Nothing
#' Generalized linear model constraint on hierarchical structure
#' by using overlapped group penalty
#'
#' \code{smog} fits a linear non-penalized phynotype (demographic) variables such as
#' age, gender, treatment, etc, and penalized groups of prognostic effect (main effect)
#' and predictive effect (interaction effect), by satisfying the hierarchy structure:
#' if a predictive effect exists, its prognostic effect must be in the model. It can deal
#' with continuous, binomial or multinomial, and survival response variables, underlying
#' the assumption of Gaussian, binomial (multinomial), and Cox proportional hazard models,
#' respectively. It can accept \code{\link[stats]{formula}}, and output coefficients table,
#' fitted.values, and convergence information produced in the algorithm iterations.
#'
#' @param x a model matrix, or a data frame of dimensions n by p,
#' in which the columns represents the predictor variables.
#' @param y response variable, corresponds to the family description.
#' When family is ''gaussian'' or ''binomial'', \code{y} ought to
#' be a numeric vector of observations of length n; when family
#' is ''coxph'', \code{y} represents the survival objects, containing the
#' survival time and the censoring status. See \code{\link[survival]{Surv}}.
#' @param g a vector of group labels for the predictor variables.

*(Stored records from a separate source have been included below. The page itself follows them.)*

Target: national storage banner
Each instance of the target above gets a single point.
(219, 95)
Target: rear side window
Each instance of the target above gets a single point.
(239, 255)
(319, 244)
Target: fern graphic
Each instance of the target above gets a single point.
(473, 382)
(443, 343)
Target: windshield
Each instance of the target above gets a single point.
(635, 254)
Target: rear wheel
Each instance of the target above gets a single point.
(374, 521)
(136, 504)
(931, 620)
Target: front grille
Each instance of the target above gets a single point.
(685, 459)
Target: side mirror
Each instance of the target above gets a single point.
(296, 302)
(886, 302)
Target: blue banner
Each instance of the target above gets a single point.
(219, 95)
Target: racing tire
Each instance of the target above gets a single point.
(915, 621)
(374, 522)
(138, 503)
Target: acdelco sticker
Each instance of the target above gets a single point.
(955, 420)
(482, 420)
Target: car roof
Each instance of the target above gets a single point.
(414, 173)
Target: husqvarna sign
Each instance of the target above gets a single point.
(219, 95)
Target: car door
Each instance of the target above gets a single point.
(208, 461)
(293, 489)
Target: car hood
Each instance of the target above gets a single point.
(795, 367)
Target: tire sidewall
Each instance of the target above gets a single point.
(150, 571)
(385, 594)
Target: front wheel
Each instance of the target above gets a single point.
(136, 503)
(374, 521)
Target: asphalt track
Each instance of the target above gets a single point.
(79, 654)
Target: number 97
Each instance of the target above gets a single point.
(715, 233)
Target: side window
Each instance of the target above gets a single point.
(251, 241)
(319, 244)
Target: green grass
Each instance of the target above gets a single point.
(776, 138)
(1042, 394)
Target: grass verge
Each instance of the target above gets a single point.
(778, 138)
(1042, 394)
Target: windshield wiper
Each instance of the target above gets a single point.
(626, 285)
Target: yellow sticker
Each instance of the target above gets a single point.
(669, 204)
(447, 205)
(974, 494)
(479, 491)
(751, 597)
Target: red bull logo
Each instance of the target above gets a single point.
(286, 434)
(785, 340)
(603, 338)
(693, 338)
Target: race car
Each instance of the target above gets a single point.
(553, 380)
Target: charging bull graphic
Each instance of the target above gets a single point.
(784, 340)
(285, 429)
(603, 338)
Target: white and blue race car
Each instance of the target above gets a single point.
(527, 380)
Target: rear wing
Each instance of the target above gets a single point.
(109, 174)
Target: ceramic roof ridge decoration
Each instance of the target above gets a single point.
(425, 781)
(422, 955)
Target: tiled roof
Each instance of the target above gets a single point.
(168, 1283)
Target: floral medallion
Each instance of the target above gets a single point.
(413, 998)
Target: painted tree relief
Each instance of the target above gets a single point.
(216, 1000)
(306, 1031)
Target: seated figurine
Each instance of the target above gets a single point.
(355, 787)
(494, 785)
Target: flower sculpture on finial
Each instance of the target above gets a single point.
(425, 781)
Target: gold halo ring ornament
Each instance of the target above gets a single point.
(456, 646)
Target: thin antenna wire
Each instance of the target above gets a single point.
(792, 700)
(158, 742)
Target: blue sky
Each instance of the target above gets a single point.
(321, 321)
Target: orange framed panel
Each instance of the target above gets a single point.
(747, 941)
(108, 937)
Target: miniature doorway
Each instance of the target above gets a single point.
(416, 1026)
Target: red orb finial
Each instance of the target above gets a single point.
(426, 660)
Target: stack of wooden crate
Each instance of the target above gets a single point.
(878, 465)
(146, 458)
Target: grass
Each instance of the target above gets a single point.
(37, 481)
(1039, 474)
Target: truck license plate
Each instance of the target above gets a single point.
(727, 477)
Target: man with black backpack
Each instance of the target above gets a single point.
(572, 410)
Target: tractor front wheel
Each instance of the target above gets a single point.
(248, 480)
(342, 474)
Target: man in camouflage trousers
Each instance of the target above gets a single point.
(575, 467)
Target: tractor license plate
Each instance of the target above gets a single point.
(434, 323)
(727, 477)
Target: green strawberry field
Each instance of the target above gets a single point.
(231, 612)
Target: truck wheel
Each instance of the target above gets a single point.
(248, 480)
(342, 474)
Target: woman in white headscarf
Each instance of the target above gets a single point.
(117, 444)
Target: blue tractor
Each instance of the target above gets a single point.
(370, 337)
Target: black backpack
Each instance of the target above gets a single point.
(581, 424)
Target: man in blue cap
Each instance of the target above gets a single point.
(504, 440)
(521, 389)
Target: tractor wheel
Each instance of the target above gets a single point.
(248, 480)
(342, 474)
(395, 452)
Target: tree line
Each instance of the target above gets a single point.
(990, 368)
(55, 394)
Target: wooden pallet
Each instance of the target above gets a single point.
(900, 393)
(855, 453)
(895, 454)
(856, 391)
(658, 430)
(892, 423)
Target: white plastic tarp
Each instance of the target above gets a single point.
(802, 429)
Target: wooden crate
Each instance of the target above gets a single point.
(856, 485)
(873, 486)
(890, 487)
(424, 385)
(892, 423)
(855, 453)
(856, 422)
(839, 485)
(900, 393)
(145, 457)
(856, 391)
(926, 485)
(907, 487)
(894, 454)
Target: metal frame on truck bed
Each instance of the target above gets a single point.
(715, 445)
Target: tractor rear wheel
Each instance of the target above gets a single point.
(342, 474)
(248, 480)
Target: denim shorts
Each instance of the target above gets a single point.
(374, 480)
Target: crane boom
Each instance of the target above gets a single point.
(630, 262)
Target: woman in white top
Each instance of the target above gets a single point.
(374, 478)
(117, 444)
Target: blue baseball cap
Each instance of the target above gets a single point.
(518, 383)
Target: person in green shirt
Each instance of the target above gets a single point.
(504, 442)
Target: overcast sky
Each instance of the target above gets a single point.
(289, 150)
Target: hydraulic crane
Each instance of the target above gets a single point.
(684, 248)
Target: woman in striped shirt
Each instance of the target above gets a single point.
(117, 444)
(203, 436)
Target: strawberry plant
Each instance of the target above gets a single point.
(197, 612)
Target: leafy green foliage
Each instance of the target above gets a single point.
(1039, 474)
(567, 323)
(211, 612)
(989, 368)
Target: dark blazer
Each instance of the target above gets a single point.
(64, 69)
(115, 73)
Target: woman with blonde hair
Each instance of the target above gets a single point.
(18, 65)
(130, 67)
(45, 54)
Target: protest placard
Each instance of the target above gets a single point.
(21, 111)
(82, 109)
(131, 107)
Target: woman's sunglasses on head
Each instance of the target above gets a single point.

#' @param v a vector of binary values, represents whether or not the
#' predictor variables are penalized. Note that 1 indicates
#' penalization and 0 for not penalization.
#' @param label a character vector, represents the type of predictors in terms of treatment,
#' prognostic, and predictive effects by using ''t'', ''prog'', and ''pred'',
#' respectively.
#' @param lambda1 penalty parameter for the L2 norm of each group of prognostic and predictive effects.
#' @param lambda2 ridge penalty parameter for the squared L2 norm of each group of prognostic and predictive effects.
#' @param lambda3 penalty parameter for the L1 norm of predictive effects.
#' @param family a description of the distribution family for the response
#' variable variable. For continuous response variable,
#' family is ''gaussian''; for multinomial or binary response
#' variable, family is ''binomial''; for survival response
#' variable, family is ''coxph'', respectively.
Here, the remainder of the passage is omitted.